In the home building industry, the final rule primarily affects multifamily builders who participate in certain HUD and Federal Housing Administration (FHA) Multifamily Mortgage Insurance programs.
NAHB Chairman Alicia Huey said recently of the final rule, “This final rule fails to address many of NAHB’s concerns made during the rulemaking process, including the DBRA’s overly burdensome contractor requirements and wage determinations that are misrepresentative of the real wages being paid in an area.”
Key changes to the current DBRA regulations include:
- Returning to the original “three-step method” to determine prevailing wages on Davis-Bacon covered projects for the first time in 40 years. This process allows DOL to determine the prevailing wage of a given area if only 30% of workers surveyed report the same wage rate.
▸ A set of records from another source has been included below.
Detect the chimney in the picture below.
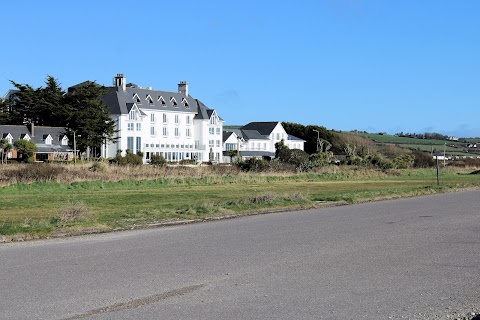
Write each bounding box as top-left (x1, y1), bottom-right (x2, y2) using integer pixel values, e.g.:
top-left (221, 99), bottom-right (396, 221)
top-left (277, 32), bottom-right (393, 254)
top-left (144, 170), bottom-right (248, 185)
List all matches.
top-left (113, 73), bottom-right (127, 91)
top-left (178, 81), bottom-right (188, 96)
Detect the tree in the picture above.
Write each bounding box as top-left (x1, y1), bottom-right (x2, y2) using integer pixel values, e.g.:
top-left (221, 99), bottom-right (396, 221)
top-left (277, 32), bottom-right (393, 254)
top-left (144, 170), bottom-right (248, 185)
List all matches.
top-left (9, 76), bottom-right (66, 127)
top-left (64, 82), bottom-right (116, 156)
top-left (0, 138), bottom-right (13, 164)
top-left (13, 139), bottom-right (38, 161)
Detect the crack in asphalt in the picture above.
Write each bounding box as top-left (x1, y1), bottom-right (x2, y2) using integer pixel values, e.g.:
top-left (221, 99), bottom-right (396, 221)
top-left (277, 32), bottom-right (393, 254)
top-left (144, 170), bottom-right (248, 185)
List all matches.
top-left (63, 284), bottom-right (205, 320)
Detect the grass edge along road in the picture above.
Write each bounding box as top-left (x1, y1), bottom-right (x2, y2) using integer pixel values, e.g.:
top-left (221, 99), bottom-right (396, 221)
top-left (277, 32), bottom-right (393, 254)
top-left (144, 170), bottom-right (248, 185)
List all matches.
top-left (0, 168), bottom-right (480, 242)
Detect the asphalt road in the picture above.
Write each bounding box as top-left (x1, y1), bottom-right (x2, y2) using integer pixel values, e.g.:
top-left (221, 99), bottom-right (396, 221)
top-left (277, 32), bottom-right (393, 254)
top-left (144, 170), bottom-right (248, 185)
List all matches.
top-left (0, 191), bottom-right (480, 320)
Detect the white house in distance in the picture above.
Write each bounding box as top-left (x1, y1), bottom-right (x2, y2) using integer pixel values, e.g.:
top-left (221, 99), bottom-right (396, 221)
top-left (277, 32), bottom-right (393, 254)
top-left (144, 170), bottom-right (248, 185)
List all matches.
top-left (223, 121), bottom-right (305, 162)
top-left (70, 74), bottom-right (223, 163)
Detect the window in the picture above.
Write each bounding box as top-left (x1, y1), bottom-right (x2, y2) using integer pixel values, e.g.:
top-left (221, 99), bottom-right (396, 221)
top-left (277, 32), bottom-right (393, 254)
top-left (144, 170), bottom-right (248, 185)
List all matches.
top-left (145, 94), bottom-right (153, 106)
top-left (158, 96), bottom-right (167, 107)
top-left (182, 98), bottom-right (190, 109)
top-left (135, 137), bottom-right (142, 153)
top-left (128, 109), bottom-right (137, 120)
top-left (127, 137), bottom-right (133, 152)
top-left (132, 93), bottom-right (142, 104)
- Removing a ban on combining urban and rural wage rates when determining the prevailing wages of a given area, which could make multifamily housing projects in rural areas cost-prohibitive.
- Expanding the definition of “site of the work” to apply to materials delivery drivers and secondary sites where “significant portions” of work on a DBRA-covered project are performed. However, this provision excludes many prefabricated component parts such as prefabricated housing components.
- Codifying DOL’s current guidance by requiring contractors and subcontractors to pay Davis-Bacon wages to delivery drivers for onsite time that is related to offsite delivery, but DOL does not clarify how much onsite time a delivery driver must have to trigger coverage.
- Expanding the types of activities that would categorize a worker as covered under the Davis-Bacon labor standards. For example, the rule states survey crew members may be subject to prevailing wage requirements depending on the activities they perform.
Additionally, DOL did not change its policy on split wage determinations, which have been problematic for many FHA-insured multifamily deals and for which NAHB strongly advocated against in its response to the agency’s proposed rule.
DOL’s Wage and Hour Division will provide an overview of the changes in a free webinar for interested parties on Sept. 13 and 14. The webinar will contain the same information on both days.